We spent the afternoon wandering around town and were amazed by the modern trams which grace the streets now. They were not there on our last visit. From some of the information posters we saw there are some very grand plans afoot. It was much cleaner than we remembered and really quite pleasant. Walking around admiring the French colonial architecture made a change from old kasbahs.
That evening we met up with Linda and a Russian ex-pat Dmitri who lives in the city. The four of us went for a great dinner in the El Bahia restaurant set into the walls of the old city. Their tajines
were wonderful and we had a great evening. Then we returned to the hotel to find the ground floor jazz club packed to the gunwhales. We retreated to the hotel lobby for a beer and a chat. Bedtime showed a small flaw in the hotel's grandeur - the noise from the jazz club was deafening until after midnight!
The next day we took a tram out to Rabat's neighbouring town, Sale. Last time we were here, it was a place that tourists were advised to avoid. Investment and improvements such as the tram have made a big difference. We got well and truly lost wandering around the kasbah, possibly not the smartest move as it's still a little "edgy", but it was very rewarding. Somehow we found ourselves at the steps of the Medersa, the Islamic school next door to the not-so-grand Grand Mosque. The Medersa is no longer in use but it is open to visitors and well worth the effort of finding it. The decor inside is beautiful and the views from the roof out over the city back towards Rabat are wonderful. The guide from the Medersa then helped us find our way back out and
pointed out a few sights along the way including some "famous" tombs.
On the edge of Sale we were staggered by the size of the cemetery which overlooks the ocean. We made our way through the maze of graves to the city walls. It seems a popular activity to drive your car up to one of the windows in the walls and sit there for 20 minutes admiring the crashing waves. It was nice, but they didn't exactly respect our right to walk around the walls! We then took the long walk back towards the tram station. On the way we stopped for a coffee at one of the restaurants in Sale's new and slightly out-of-place marina.
That evening we managed to meet up with Louise who we had worked with in Tunisia. We all met up in a great little bar called 6th Symphony just one street away from the hotel. Then we went out to an Italian restaurant. It was a big surprise to go into the Goethe Institute to find the most amazing restaurant, Le Weimar. We highly recommend you find this place as their wine is pretty good too!! Catching up with Louise was
great and we all had a brilliant night. Back at the hotel another jazz session was in full swing so if you are an early bird, we would suggest not staying there on a Tuesday, Friday or Saturday night!
On the Sunday we bought our tickets at the train station for our journey back to Spain the following day. Then we met up with Linda again and walked through Rabat's souk. It isn't great compared to other places we've been to, but it's good to see the markets functioning without tourists around. Then we walked through Rabat's enormous cemetery to the ocean.

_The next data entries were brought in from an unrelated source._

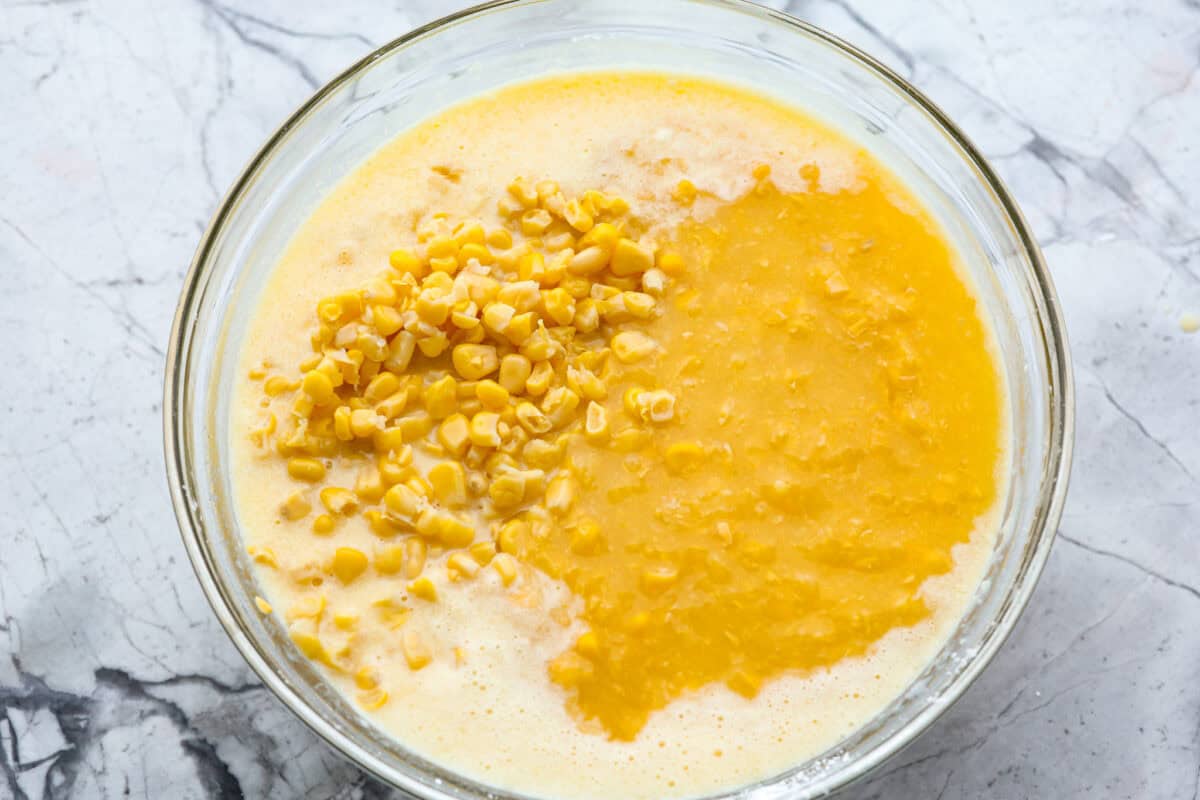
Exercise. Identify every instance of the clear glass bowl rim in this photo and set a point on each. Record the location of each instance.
(1053, 336)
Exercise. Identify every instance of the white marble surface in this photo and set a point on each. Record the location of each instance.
(124, 121)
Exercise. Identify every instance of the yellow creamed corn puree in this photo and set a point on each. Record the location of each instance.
(743, 449)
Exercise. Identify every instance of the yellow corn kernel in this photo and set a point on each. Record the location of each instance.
(595, 423)
(449, 483)
(507, 491)
(532, 419)
(659, 577)
(483, 552)
(539, 379)
(586, 537)
(400, 352)
(588, 262)
(369, 483)
(492, 395)
(433, 346)
(561, 494)
(535, 221)
(604, 235)
(276, 385)
(318, 388)
(475, 361)
(631, 346)
(387, 320)
(460, 565)
(339, 500)
(389, 560)
(485, 429)
(499, 239)
(454, 434)
(515, 370)
(521, 328)
(442, 397)
(402, 501)
(415, 552)
(342, 423)
(424, 589)
(478, 252)
(417, 651)
(671, 263)
(507, 567)
(406, 263)
(306, 469)
(449, 530)
(657, 405)
(639, 304)
(381, 388)
(543, 455)
(630, 258)
(348, 564)
(295, 507)
(559, 405)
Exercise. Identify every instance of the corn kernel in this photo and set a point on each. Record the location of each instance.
(306, 469)
(348, 564)
(588, 262)
(631, 346)
(595, 425)
(539, 379)
(442, 397)
(507, 491)
(561, 494)
(484, 429)
(424, 589)
(415, 551)
(475, 361)
(492, 395)
(511, 535)
(402, 501)
(454, 434)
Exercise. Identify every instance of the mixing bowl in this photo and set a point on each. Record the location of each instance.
(502, 42)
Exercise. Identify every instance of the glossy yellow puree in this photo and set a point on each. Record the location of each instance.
(835, 429)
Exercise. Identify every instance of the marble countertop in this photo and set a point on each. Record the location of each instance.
(124, 122)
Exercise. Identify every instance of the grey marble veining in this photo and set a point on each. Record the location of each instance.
(125, 120)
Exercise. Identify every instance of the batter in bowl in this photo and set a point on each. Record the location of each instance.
(619, 435)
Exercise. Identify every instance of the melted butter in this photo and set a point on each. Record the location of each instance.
(838, 431)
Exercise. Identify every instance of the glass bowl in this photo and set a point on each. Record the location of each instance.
(502, 42)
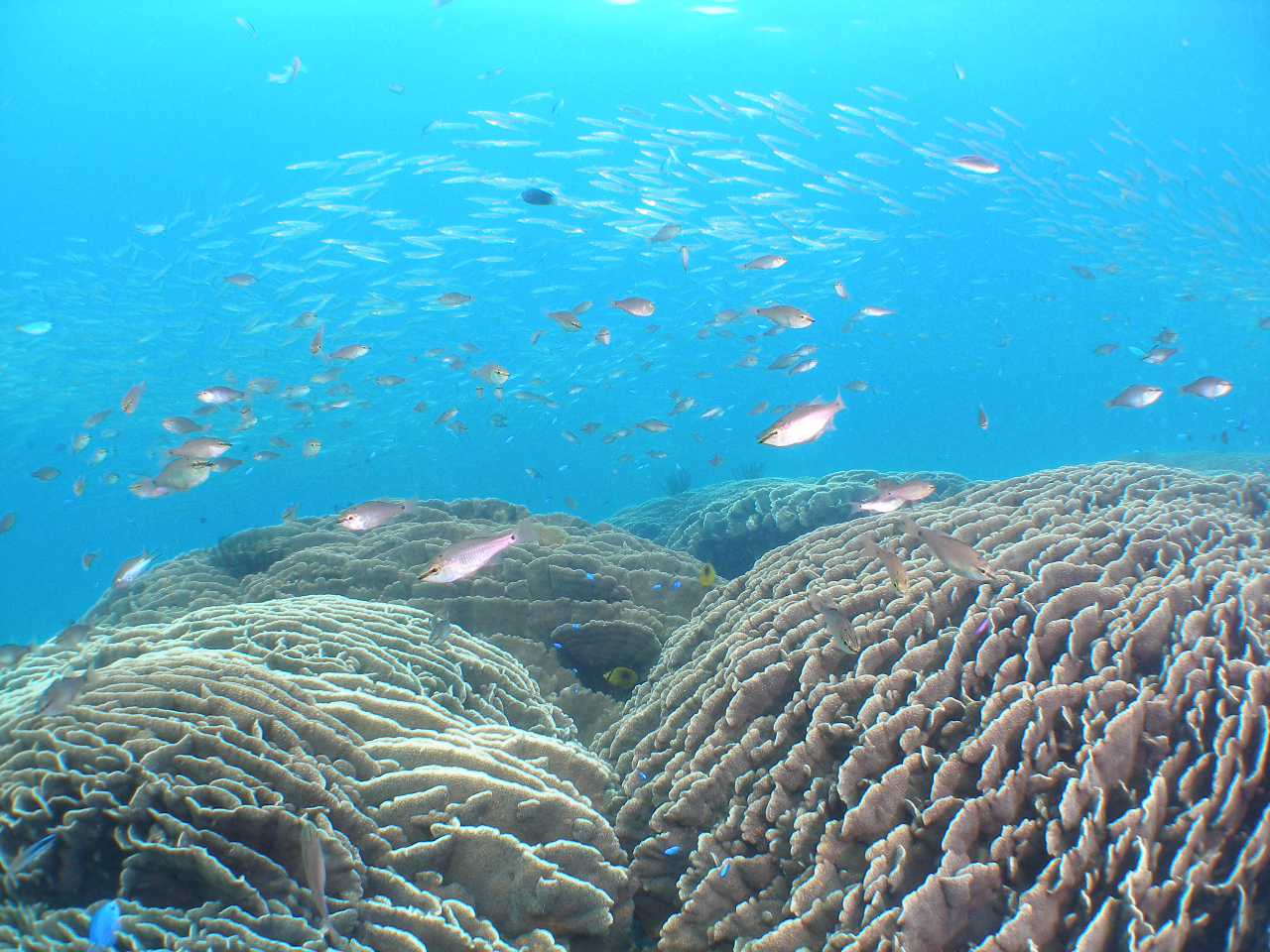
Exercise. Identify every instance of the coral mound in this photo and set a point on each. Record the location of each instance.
(731, 525)
(1067, 756)
(580, 574)
(454, 811)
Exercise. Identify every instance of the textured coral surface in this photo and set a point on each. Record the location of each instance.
(731, 525)
(1071, 756)
(456, 814)
(1067, 756)
(580, 574)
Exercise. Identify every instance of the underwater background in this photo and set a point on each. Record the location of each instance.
(597, 476)
(117, 116)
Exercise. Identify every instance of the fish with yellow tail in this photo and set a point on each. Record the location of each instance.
(806, 424)
(467, 557)
(957, 557)
(622, 678)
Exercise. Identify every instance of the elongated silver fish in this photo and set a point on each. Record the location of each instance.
(27, 857)
(956, 556)
(467, 557)
(316, 871)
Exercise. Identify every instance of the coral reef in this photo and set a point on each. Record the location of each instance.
(1070, 756)
(731, 525)
(453, 807)
(581, 574)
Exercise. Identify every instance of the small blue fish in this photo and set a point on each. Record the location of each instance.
(103, 927)
(26, 858)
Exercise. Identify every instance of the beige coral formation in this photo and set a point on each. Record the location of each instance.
(731, 525)
(581, 574)
(454, 809)
(1070, 757)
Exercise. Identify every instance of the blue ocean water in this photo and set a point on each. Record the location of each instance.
(1132, 143)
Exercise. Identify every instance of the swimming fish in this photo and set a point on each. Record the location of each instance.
(890, 562)
(372, 515)
(59, 696)
(956, 556)
(666, 232)
(104, 924)
(1137, 397)
(316, 871)
(636, 306)
(763, 263)
(132, 398)
(462, 558)
(217, 395)
(1159, 354)
(200, 448)
(492, 373)
(806, 424)
(132, 569)
(975, 164)
(1210, 388)
(784, 316)
(27, 857)
(440, 630)
(835, 622)
(622, 678)
(893, 495)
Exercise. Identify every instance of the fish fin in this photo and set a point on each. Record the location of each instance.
(526, 531)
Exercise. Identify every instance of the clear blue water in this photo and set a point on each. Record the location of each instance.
(116, 116)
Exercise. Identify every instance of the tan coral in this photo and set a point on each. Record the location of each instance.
(1088, 731)
(182, 774)
(731, 525)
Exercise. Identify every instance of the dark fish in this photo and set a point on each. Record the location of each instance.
(26, 858)
(316, 871)
(103, 927)
(536, 195)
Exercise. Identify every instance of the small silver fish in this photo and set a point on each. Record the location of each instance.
(316, 871)
(835, 622)
(27, 857)
(440, 626)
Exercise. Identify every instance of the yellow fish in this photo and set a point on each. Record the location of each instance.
(622, 678)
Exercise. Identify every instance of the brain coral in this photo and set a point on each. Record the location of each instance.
(584, 574)
(1072, 756)
(731, 525)
(454, 811)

It's pretty much a twin of the one over the river in Sale. After that we went out to the area where Linda is going to be living for the next few months. It's much more modern but probably less hectic than being in the centre when you need to relax after work.
The evening saw us back at Sale Marina for a meal to say our sad goodbyes. It has been a fabulous couple of weeks in Morocco. It's hard to imagine not returning again at some time in the future.